Il New York Times spiega così perché ha deciso di pubblicare i files di WikiLeaks: “Questi documenti assolvono a un importante interesse pubblico, illuminando gli obiettivi, i successi, i compromessi e le frustrazioni della diplomazia americana in un modo che altri resoconti non potrebbero mai fare.”
Ci permettiamo di dissentire: questi documenti – 250.000 messaggi diplomatici – assolvono a un importante interesse pubblico quando restano tali – messaggi diplomatici riservati.
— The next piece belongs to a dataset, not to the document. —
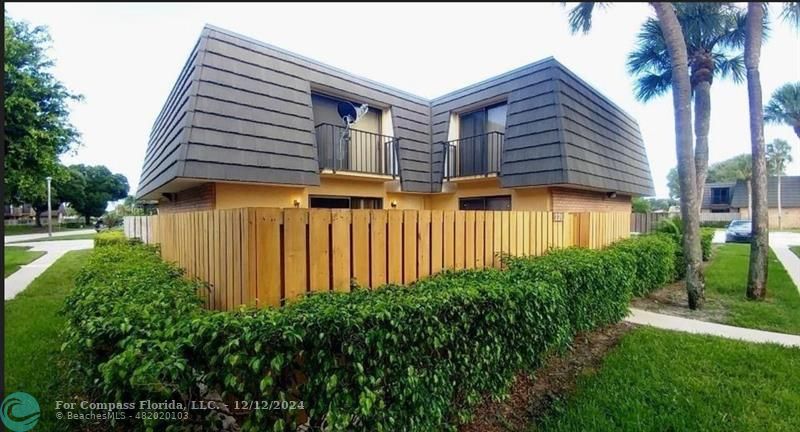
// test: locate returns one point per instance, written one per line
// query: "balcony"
(357, 152)
(478, 155)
Quando diventano un leak, anzi un WikiLeak illegale, rendono solo il sistema politico americano molto più debole e vulnerabile: non si vede quale sia l’interesse pubblico, negli Stati Uniti, a un esito del genere.
Poi il Times continua: “La ragione più importante per pubblicare questi articoli è che i messaggi raccontano come il governo prenda le sue più importanti decisioni, decisioni che costano moltissimo al paese, in termini di vite umane e di soldi… Per quanto difficile sia pubblicare materiali come questi contro le obiezioni ufficiali, sarebbe sbagliato concludere che gli americani non hanno alcun diritto a conoscere quanto viene fatto in loro nome.”
Certo, gli americani hanno diritto a conoscere quanto viene fatto in loro nome. Ma non a questo prezzo per il loro paese e per gli altri. Dopo avere criticato il Tea Party, il New York Times sembra vittima a sua volta del virus populista.